FTC verteilt Lob und Tadel an US-Spieleindustrie
Die Federal Trade Commission (FTC) hat die Marketingaktivitäten der US-Spieleindustrie unter die Lupe genommen. Neben einigem Lob fanden die obersten Wettbewerbshüter auch Kritikpunkte.

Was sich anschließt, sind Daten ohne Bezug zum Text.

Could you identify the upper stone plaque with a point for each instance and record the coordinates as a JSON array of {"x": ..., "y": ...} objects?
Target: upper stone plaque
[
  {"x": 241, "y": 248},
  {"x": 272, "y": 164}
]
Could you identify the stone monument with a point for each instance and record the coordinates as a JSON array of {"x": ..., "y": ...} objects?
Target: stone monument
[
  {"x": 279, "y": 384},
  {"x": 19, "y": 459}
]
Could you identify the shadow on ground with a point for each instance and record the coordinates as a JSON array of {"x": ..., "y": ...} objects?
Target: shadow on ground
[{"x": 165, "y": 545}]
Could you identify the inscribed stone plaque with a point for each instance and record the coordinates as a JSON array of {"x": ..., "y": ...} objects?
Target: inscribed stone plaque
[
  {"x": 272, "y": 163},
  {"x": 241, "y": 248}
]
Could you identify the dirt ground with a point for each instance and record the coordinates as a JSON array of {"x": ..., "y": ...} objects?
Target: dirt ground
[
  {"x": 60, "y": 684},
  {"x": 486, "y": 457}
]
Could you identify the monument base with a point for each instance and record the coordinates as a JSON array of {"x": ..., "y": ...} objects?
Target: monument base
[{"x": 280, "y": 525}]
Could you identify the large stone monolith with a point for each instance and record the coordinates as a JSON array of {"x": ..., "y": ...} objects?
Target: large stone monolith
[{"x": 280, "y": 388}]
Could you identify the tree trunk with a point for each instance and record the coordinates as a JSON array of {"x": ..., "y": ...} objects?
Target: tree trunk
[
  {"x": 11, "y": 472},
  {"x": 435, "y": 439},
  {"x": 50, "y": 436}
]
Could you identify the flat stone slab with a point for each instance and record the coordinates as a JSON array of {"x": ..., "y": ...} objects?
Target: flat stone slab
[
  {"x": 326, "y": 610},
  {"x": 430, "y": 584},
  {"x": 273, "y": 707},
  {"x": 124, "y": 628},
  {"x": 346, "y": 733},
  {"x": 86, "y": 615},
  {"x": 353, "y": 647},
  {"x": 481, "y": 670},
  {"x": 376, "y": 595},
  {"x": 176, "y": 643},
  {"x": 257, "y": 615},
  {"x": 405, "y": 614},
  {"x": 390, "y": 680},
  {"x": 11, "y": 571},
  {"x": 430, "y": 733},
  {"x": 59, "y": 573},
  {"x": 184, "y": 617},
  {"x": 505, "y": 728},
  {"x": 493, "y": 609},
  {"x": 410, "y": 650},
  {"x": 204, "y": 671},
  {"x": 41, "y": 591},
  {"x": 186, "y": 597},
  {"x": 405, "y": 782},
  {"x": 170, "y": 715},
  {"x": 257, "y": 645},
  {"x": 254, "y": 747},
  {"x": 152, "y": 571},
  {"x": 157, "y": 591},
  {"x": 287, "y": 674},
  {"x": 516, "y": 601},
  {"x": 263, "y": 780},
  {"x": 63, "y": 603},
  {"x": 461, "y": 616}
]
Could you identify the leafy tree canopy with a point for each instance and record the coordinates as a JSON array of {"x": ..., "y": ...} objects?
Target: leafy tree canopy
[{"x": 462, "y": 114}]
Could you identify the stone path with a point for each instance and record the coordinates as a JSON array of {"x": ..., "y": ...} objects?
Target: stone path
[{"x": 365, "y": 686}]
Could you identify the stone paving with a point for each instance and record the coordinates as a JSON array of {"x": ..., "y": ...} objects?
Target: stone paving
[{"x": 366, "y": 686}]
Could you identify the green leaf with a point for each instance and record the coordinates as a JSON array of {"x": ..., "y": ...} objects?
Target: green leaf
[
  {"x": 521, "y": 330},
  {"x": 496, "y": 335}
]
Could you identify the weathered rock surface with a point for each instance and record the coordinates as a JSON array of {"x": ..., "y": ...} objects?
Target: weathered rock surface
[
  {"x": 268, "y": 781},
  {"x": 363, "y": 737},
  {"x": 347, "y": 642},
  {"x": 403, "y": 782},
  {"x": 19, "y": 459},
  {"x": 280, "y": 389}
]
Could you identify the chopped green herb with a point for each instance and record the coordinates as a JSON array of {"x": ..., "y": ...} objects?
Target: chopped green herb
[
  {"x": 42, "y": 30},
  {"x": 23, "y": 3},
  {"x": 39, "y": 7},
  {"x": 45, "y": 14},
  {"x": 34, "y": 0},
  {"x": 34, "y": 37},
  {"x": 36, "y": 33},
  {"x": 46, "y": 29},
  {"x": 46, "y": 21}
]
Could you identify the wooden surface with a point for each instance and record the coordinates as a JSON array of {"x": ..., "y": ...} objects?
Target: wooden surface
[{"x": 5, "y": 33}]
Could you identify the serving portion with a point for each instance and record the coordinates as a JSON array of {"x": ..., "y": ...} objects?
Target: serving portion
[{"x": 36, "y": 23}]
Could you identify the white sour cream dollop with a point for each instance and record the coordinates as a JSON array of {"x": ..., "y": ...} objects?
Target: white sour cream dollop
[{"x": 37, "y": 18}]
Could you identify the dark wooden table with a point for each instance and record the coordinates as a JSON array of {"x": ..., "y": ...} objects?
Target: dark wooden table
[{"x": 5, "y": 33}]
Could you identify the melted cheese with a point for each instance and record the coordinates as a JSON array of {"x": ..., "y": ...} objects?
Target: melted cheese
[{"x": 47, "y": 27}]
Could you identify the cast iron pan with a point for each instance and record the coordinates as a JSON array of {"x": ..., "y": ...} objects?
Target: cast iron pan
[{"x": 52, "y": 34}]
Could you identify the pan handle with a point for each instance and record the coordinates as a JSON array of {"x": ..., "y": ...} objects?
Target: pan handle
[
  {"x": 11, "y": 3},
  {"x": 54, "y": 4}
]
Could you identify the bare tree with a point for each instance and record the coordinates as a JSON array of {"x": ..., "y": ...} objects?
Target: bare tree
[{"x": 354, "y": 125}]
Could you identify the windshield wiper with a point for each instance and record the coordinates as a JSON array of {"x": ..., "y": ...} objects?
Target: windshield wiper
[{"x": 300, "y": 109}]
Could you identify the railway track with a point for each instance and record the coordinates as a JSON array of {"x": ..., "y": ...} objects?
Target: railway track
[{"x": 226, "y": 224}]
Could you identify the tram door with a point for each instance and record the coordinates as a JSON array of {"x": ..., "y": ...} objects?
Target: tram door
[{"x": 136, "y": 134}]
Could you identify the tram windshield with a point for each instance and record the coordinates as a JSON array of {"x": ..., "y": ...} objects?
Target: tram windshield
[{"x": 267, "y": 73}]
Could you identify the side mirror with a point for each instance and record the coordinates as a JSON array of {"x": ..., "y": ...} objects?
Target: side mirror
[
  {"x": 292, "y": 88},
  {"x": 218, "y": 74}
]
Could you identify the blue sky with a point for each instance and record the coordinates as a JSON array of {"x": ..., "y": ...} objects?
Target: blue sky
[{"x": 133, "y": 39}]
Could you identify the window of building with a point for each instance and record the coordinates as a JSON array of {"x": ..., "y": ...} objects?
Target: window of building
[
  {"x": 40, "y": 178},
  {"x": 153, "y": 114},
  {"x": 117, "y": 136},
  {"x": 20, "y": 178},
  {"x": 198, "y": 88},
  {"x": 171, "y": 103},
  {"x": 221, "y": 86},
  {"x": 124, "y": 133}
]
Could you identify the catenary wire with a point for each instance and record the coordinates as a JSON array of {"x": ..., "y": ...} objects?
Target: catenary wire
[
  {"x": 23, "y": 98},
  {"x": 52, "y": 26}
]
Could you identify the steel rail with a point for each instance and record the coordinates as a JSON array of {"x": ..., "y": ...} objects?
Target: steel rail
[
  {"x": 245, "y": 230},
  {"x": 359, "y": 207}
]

Die Federal Trade Commission (FTC) hat in einer aktuellen Untersuchung die Marketingaktivitäten der US-Spielebranche unter die Lupe genommen. Dabei fanden die obersten Wettbewerbshüter der Vereinigten Staaten neben einigen lobenswerten Ansätzen auch Kritikpunkte. Eine Vorreiterrolle habe die Industrie mit den selbstauferlegten Grundregeln im Marketing, dem so genannten AdCode, eingenommen. Der AdCode sieht unter anderem vor, dass Spiele mit einem "Mature"-Rating (ab 17 Jahre) nicht in Medien beworben werden dürfen, die zu einem großen Teil von Minderjährigen konsumiert würden. Gleichzeitig kritisierte die FTC, dass bei Spielen mit einer "Teen"-Freigabe (ab 13 Jahre) nicht ebenso verfahren würde. Positiv sei zudem die prominente Platzierung der Labels für gewalttätige Inhalte etc. auf den Spieleverpackungen. Ähnliche Hinweise wünscht sich die FTC auch in TV-Spots. Allerdings nähme es der Handel mit dem Jugendschutz nicht ganz so ernst. So hätten in einem Feldversuch gut 69 Prozent der jugendlichen Testkäufer Spiele erwerben können, die nicht für ihr Alter freigegeben waren. Selbst bei Händlern, denen nach eigenen Angaben der Jugendschutz besonders wichtig sei, konnten noch 55 Prozent Spiele für eine ältere Zielgruppe erwerben. Allerdings gingen diese Werte seit 2000 kontinuierlich zurück, was für deutliche Fortschritte im Jugendschutz spreche, so die FTC.